Kalça ekleminde zamanla oluşan yıpranma, halk arasında “kireçlenme” olarak bilinen osteoartritin temelini oluşturuyor. Dr. Pınar Can Ergün’e göre bu süreç; eklem kıkırdağının incelmesi, eklem sıvısının niteliğinin bozulması ve çevre dokularda gelişen enflamatuvar yanıtla şekilleniyor. Yaşla birlikte risk artsa da genetik faktörler, aşırı kilo, tekrarlayıcı yüklenmeler, eski travmalar ve duruş bozuklukları da süreci hızlandırabiliyor.
Hastalığın ilk sinyalleri çoğunlukla kasık bölgesine yayılan ağrı, sabah saatlerinde kısa süreli tutukluk ve merdiven çıkarken artan hassasiyet olarak ortaya çıkıyor. Bazı hastalar oturup kalkarken “takılma” hissinden, bazıları ise yürüyüş temposunda belirgin yavaşlamadan şikâyet ediyor. Hareket açıklığının azalması günlük yaşam aktivitelerini de olumsuz etkiliyor.
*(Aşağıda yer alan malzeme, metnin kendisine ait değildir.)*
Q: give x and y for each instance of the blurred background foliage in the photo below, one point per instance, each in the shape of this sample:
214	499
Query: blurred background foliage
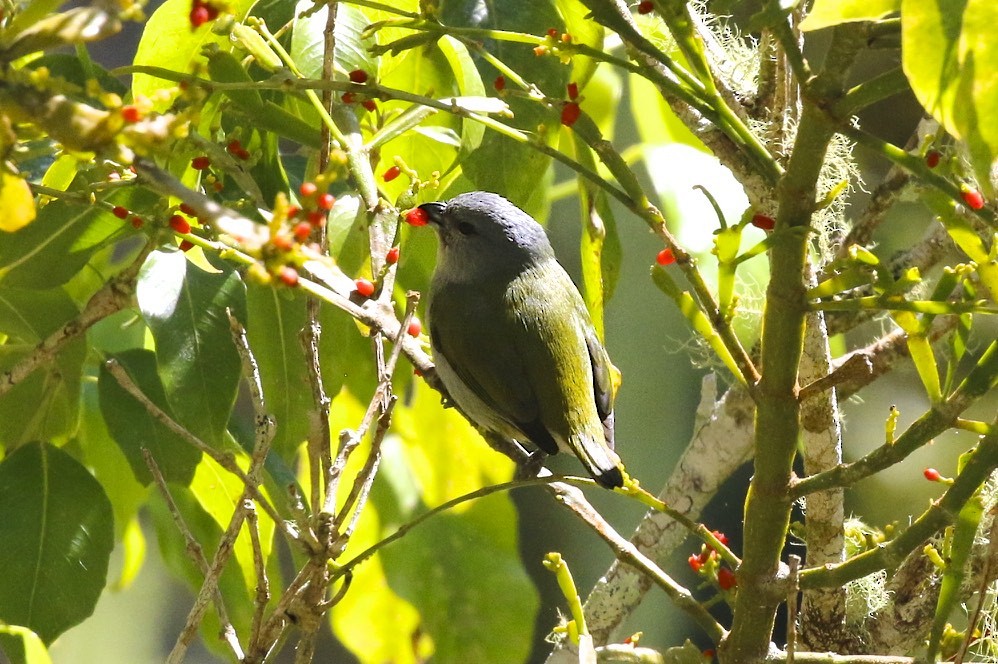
462	578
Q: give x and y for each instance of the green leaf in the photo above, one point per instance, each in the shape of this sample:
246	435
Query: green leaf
133	428
469	84
44	405
949	54
351	50
826	13
656	121
57	528
263	114
429	433
105	458
372	620
185	308
502	164
173	551
430	147
77	25
22	646
17	205
584	30
464	575
218	492
276	320
60	241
Dr. Ergün, erken dönemde uygulanacak bütüncül yaklaşımın hastalığın ilerleyişini yavaşlatabileceğini belirtiyor. Fonksiyonel tıp bakış açısıyla enflamasyonu azaltan beslenme düzeni, mikronutrient eksikliklerinin giderilmesi ve kişiye özel kilo yönetimi planları tedavinin temelini oluşturuyor.
Fizik tedavi bölümünde yüzeyel ve derin ısıtıcı uygulamalar, elektroterapi, kas dengesizliklerini hedefleyen egzersizler ve kalça biyomekaniğini iyileştirmeye yönelik manuel terapi öne çıkıyor. Yürüyüş analizi ve postür düzeltme programları ise kalçaya binen yükü azaltmayı amaçlıyor.
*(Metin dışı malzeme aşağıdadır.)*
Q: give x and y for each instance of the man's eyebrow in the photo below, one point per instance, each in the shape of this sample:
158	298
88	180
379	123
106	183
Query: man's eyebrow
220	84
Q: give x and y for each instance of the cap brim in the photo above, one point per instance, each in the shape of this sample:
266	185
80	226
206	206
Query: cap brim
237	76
Gerekli durumlarda ultrason eşliğinde yapılan hassas enjeksiyonlar, nöralterapi, akupunktur ve ozon gibi GETAT yöntemleriyle desteklenen uygulamalar, eklem çevresinde onarımı tetikleyen modern seçenekler arasında yer alıyor. Eksozom, akıllı plazma, ACP ve kök hücre içerikli tedaviler de ilerleyen vakalarda tercih edilebiliyor.
Amaçlarının ağrıyı hafifletmek, hareketi artırmak ve eklem dokularını mümkün olan en iyi seviyede korumak olduğunu söyleyen Dr. Ergün, “Kalça ağrısı yaşlanmanın değiştirilemez bir sonucu değil. Doğru zamanda doğru müdahale ile eklem sağlığını korumak mümkün” diyerek hastalara umut veriyor.